Kubernetes Manifest Hardening Checklist: 25 Fixes
Kubernetes manifest hardening checklist - 25 enumerated fixes mapping each risk to the exact YAML and the scanner that flags it before prod.
You can spend an afternoon reading the CIS Kubernetes Benchmark, or you can run a manifest through a scanner and watch it light up red. Both are useful, but neither hands your team a single artifact they can act on before a release. That’s what this is: a 25-point Kubernetes manifest hardening checklist grouped into five categories, where every item pairs the risk, the exact YAML fix, and the scanner that flags it.
The format is deliberate. An enumerated, sourced list is the thing you hand a developer the day before a compliance audit, and it’s the thing you wire into CI so the fixes stay fixed.
How to use this checklist
Every item below follows the same shape so you can quote or copy any single one:
- Risk - what goes wrong if the manifest ships as-is.
- Fix - the exact YAML to add or change.
- Tool - the scanner that flags it, from kube-score, Trivy, Checkov, kubeaudit, or kube-bench.
The 25 items are grouped into five categories so you can audit by area: securityContext, resource limits and reliability, RBAC and service accounts, network policy and secrets, and supply chain and admission control. Most map to a control area in the CIS Kubernetes Benchmark, which is the authoritative source when an auditor asks “says who?”
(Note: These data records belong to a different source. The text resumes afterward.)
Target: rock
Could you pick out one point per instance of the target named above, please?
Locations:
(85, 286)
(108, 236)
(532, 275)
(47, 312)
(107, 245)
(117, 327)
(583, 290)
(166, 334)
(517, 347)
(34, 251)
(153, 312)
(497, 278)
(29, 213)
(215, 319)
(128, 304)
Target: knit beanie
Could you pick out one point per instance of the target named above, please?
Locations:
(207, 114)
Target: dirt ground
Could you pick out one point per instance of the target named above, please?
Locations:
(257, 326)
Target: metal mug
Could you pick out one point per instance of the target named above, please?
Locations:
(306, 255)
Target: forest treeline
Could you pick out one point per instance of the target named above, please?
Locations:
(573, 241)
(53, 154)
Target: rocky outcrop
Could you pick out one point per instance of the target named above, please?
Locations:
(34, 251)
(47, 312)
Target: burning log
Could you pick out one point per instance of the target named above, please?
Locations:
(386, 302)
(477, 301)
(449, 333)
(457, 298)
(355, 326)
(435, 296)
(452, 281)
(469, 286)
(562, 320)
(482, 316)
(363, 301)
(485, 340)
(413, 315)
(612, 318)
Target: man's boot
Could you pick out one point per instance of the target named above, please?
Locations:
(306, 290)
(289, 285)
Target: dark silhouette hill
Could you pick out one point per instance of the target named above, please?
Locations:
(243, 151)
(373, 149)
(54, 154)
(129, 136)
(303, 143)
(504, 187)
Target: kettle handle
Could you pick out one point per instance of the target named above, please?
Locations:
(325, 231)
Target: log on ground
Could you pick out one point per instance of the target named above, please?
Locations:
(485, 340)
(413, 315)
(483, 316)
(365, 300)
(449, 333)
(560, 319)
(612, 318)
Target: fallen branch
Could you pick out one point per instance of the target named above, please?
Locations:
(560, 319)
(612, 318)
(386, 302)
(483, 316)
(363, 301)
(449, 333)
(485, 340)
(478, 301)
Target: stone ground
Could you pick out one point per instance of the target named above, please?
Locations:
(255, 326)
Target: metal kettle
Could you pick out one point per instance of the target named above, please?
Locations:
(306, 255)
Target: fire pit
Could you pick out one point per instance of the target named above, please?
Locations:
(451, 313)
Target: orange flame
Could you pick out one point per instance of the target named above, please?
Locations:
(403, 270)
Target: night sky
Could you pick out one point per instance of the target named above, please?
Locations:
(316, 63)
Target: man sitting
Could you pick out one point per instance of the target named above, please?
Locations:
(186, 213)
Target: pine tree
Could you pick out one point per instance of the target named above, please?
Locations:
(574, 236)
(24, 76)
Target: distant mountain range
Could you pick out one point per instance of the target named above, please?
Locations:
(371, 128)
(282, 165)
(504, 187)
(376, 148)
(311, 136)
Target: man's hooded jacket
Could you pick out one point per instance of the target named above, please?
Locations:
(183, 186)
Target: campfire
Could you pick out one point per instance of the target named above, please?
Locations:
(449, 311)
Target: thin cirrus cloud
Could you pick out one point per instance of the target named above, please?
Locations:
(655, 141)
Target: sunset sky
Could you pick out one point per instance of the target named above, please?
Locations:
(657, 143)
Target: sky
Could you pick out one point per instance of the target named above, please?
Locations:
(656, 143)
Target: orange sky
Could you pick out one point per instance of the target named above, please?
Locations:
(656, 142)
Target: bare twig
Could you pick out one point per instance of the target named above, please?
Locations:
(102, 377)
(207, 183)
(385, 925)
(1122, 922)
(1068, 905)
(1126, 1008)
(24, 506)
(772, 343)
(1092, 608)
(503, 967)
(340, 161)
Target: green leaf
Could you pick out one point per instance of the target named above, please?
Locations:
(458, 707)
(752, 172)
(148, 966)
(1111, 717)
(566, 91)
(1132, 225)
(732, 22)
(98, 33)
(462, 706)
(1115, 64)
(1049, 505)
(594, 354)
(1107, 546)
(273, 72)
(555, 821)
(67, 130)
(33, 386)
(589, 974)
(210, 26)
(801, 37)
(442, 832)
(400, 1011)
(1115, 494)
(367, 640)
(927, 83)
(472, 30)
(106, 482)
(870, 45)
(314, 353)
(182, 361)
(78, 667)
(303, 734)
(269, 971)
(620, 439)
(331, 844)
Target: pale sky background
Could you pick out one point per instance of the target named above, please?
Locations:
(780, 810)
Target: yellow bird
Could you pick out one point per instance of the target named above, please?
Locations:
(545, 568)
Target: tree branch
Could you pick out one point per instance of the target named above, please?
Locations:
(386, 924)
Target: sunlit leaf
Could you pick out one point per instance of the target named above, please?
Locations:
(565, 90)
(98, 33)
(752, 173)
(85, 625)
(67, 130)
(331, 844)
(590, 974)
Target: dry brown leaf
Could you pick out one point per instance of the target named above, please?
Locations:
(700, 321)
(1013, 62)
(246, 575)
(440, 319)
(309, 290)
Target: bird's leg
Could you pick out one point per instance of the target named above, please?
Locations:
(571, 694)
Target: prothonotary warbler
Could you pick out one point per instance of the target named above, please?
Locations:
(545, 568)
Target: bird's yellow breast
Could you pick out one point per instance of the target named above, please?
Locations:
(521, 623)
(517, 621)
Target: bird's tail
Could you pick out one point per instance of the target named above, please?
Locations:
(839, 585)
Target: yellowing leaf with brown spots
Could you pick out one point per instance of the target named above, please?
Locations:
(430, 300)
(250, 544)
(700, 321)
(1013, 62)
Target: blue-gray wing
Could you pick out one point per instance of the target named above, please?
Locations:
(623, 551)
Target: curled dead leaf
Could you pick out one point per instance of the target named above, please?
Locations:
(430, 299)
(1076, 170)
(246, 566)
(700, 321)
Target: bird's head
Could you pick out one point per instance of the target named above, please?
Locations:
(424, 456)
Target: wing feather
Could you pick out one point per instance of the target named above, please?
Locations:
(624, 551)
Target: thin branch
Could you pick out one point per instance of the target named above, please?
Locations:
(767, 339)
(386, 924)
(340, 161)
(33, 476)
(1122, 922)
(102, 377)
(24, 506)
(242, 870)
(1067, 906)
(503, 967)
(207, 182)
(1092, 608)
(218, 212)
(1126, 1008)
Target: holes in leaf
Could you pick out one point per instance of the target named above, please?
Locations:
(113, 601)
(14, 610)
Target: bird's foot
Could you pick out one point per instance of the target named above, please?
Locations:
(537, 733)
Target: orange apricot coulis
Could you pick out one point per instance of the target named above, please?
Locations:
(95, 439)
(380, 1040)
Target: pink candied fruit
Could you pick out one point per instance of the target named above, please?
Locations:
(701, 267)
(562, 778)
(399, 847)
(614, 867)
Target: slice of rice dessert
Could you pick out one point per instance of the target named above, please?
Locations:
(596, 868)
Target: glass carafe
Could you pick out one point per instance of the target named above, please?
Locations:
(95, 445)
The most important thing you can do with this list is stop running it by hand. Turn it into an automated CI gate. A manual review catches issues the week someone remembers to do it; a pipeline step catches them on every pull request. We cover the CI wiring in the last section, and if you want the deeper scanner trade-offs, see our kube-score vs kubeaudit vs Checkov vs Trivy comparison.
Pod and container securityContext (items 1-7)
This is where most real-world breaches start. A container running as root with a writable filesystem and full capabilities is one application bug away from a node compromise. CIS Benchmark section 5.2 covers nearly all of these.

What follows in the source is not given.